A system of basic financial checks and balances is another way to protect against fraud. Even in smaller firms, the same person should not be in charge of both accounts payable and accounts receivable. Larger payments from the company should be signed by two executives. Regular meetings should be arranged with IT officials to insure that cyber-crime is being monitored at all times.

buy avodart online medilaw.com/wp-content/uploads/2015/03/jpg/avodart.html no prescription pharmacy

Also, consider installing security cameras to serve as a deterrent for rogue employees.

buy cellcept online medilaw.com/wp-content/uploads/2015/03/jpg/cellcept.html no prescription pharmacy

In the wake of the Madoff scandal, the role of compliance officers has taken on greater importance. Compliance officers often have a seat at the C-level table and are valuable in helping companies to stay on the right side of regulations. As discussed, however, the best way to prevent fraud is by having several layers of protection.

Preventing fraud is an ongoing endeavor that requires a commitment to maintaining vigilance each day. Some red flags are easier to spot than others. Some of the most common “tells” of disgruntled or risky employees who may commit fraud include:

  • Living beyond their means
  • Financial difficulties
  • Too-close relationships with customers or vendors
  • Secretiveness
  • Drug or alcohol problems
  • Major stressors, like family problems, including divorce and bankruptcies

In the event that fraud is suspected, every company needs to have a playbook to help guide their actions. This should include having a process to address a tip or complaint, leveraging the expertise of investigators and attorneys and following a plan that keeps the company operating with minimum disruption.

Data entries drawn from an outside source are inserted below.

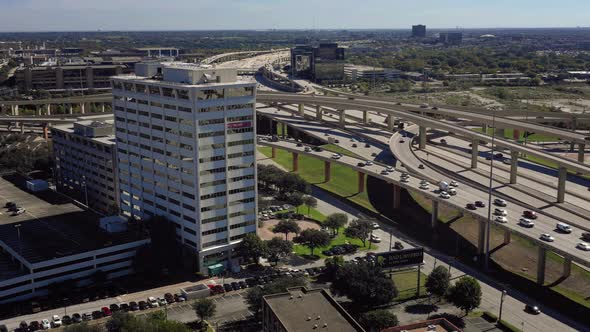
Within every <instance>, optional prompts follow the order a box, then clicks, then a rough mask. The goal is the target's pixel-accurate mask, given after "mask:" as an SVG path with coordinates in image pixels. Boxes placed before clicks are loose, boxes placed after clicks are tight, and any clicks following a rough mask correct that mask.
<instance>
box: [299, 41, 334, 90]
mask: <svg viewBox="0 0 590 332" xmlns="http://www.w3.org/2000/svg"><path fill="white" fill-rule="evenodd" d="M291 67H292V68H293V74H294V75H295V76H296V77H301V78H308V79H311V80H313V81H315V82H340V81H343V80H344V48H343V47H339V46H338V44H335V43H323V44H319V45H318V46H311V45H298V46H296V47H294V48H292V49H291Z"/></svg>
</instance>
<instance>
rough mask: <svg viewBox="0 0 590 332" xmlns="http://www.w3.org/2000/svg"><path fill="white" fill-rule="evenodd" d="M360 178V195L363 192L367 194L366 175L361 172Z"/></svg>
mask: <svg viewBox="0 0 590 332" xmlns="http://www.w3.org/2000/svg"><path fill="white" fill-rule="evenodd" d="M358 178H359V185H358V188H359V193H363V192H365V173H363V172H359V176H358Z"/></svg>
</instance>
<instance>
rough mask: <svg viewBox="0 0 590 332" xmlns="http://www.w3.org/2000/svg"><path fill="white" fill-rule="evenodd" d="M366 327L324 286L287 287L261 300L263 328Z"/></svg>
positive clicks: (361, 328)
mask: <svg viewBox="0 0 590 332" xmlns="http://www.w3.org/2000/svg"><path fill="white" fill-rule="evenodd" d="M314 330H317V331H338V332H363V331H365V330H364V329H363V328H362V327H361V326H360V325H359V323H357V322H356V321H355V320H354V318H352V316H350V315H349V314H348V312H346V310H344V308H342V306H340V304H338V302H336V300H334V299H333V298H332V296H330V294H328V292H327V291H326V290H325V289H306V288H305V287H294V288H289V289H288V290H287V292H286V293H280V294H273V295H266V296H264V297H263V300H262V331H263V332H294V331H314Z"/></svg>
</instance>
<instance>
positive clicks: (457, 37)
mask: <svg viewBox="0 0 590 332" xmlns="http://www.w3.org/2000/svg"><path fill="white" fill-rule="evenodd" d="M438 41H439V42H441V43H443V44H447V45H459V44H461V43H462V42H463V33H462V32H441V33H440V34H439V37H438Z"/></svg>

The vast majority of companies prefer to keep things quiet and resolve matters in a private setting. No company wants to have one of its employees be the subject of a “perp walk,” where the alleged offender is shown by the media in handcuffs accompanied by police on their way to being charged.

The surge in cyber-crime is proof that fraud never truly disappears; it just changes shape and form. Therefore, it is up to each company to become a hardened target and make fraudsters want to look for an easier mark.